Sabtu, 29 Juni 2024

KONSEP LABA DALAM AKUNTANSI SYARIAH

 

KONSEP LABA DALAM AKUNTANSI SYARIAH

 

A. PENDAHULUAN

Islam adalah agama yang sesuaidengan fitrah manusia  yang memberikan pedoman bukan hanya pada aspek spiritual dalam hubungan manusia dengan Allah Swt., namun juga duniawi atau material dalam hal muamalah manusia dengan sesama makhluk dan bumi ini. Dalam konteks muamalah, Islam sangat menganjurkan aktivitas usaha atau bisnis.

Namun, berbeda dengan tujuan bisnis dalam konteks  konvensional seperti sistem konvensional yang bertujuan untuk memaksimalkan perolehan laba dan keberlanjutan usaha. Bisnis dalam sistem ekonomi syariah bertujuan utama untuk memberikan kemaslahatan bukan hanya untuk pemilik namun juga bagi para pemangku kepentingan termasuk bumi ini. Dalam ekonomi Islam, aktivitas bisnis juga diatur oleh  bingkai syariah, tidak boleh mengandung unsur-unsur yang  dilarang oleh ajaran Islam. Laba dalam laporan keuangan dapat  menjadi tolok ukur kepatuhan suatu perusahaan dalam operasionalnya kepada syariat Islam.
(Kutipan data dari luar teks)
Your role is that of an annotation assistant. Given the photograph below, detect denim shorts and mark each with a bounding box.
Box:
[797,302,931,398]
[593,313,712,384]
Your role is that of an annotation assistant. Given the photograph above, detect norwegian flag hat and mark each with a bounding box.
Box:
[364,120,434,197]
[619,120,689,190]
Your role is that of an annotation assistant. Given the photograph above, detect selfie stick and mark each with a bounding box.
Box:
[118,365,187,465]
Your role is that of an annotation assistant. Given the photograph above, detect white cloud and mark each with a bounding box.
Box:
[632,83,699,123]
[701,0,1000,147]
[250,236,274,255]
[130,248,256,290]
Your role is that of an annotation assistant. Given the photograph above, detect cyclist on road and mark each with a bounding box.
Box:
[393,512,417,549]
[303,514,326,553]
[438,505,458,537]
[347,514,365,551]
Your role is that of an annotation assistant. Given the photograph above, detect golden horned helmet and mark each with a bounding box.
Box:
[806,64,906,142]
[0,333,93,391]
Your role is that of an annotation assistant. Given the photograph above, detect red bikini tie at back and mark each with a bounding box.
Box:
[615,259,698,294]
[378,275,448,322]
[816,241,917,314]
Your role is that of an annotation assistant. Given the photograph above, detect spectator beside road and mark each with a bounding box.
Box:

Dalam akuntansi syariah dari transaksi didapatkan pendapatan yang berupa laba. Laba tersebut merupakan bagi hasil margin dan upah atas jasa. Transaksi syariah berlandaskan pada prinsip persaudaraan dan keadilan, keseimbangan dan universalisme.

Laba merupakan suatu pos dasar dan penting dalam laporan  keuangan yang memiliki berbagai kegunaan dalam berbagai konteks. Laba  pada umumnya dipandang sebagai suatu dasar bagi perpajakan, penentuan  kebijakan pembayaran dividen, pedoman investasi dan pengambilan  keputusan dan unsur prediksi kinerja perusahaan.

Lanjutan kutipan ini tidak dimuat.